Bakanlar Mustafa Varank ve Bekir Pakdemirli'ye İçişleri Bakanı Süleyman Soylu hakkındaki iddiaları sorduktan sonra işten çıkarılan Anadolu Ajansı (AA) muhabiri Musab Turan, açıklamalarda bulundu.
DW Türkçe'den Cengiz Özbek'e konuşan Turan, soru sorduğu için pişman olmadığını ve "başına gelebilecek her şeye" hazır olduğunu söyledi.
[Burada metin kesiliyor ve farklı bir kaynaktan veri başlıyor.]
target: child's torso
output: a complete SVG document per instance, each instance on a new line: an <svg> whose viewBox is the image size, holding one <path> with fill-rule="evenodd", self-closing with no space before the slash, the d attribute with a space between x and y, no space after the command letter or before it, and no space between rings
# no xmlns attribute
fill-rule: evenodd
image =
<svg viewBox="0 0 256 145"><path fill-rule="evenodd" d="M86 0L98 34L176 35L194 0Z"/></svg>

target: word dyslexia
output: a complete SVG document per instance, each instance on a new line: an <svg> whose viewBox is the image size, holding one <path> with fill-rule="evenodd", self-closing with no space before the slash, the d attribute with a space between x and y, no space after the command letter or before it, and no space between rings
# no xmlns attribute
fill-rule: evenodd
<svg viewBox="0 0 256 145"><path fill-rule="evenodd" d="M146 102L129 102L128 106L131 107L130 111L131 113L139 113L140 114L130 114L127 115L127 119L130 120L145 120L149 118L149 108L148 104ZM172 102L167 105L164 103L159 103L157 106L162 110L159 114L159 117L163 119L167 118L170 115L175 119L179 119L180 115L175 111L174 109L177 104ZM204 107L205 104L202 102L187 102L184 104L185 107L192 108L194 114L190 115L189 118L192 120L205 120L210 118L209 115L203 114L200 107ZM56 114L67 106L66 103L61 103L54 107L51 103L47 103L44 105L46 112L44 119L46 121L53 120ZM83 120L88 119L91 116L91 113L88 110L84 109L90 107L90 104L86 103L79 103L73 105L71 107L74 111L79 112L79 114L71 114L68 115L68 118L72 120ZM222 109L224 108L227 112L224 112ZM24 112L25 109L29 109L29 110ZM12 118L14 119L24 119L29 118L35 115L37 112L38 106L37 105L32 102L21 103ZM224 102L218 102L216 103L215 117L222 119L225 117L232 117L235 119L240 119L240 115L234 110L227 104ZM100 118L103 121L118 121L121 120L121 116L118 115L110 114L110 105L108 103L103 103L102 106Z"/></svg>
Hakkında "terör örgütüne üye olup olmadığının araştırılması amacıyla" Cumhuriyet Savcılığına ihbarda da bulunulan Turan, basın toplantısında bakanlara, "Son günlerde gündemi meşgul eden konular var. Burada narko bürokrasi ile ilgili iddialar ülkemizi uluslararası arenada zora soktu mu? Hükümetin buna ilişkin bir planı var mı? Ve de 19 yıllık bir toplum hareketi olarak başlayan milletin teveccühünü kazanan AK Parti, ismi şaibelerle anılan Süleyman Soylu'dan daha mı küçük? Buna ilişkin çarşıda, pazarda, metrobüste çocuklar herkes bunu konuşuyor ama sayın bakanlarımız buna ilişkin tek kelime etmiyor. Sayın Pakdemirli bakanımıza sorum da sayın Soylu kabine toplantısında buna ilişkin bir açıklama yaptı mı, savunma yaptı mı? Savunması sizleri tatmin etti mi? Sayın bakanım, üç buçuk yaşında oğlumun yüzüne bakarken bu maskeli balodan dolayı ben utanıyorum. Sizlerin çocuklarınız yok mu?" sorularını yöneltmişti.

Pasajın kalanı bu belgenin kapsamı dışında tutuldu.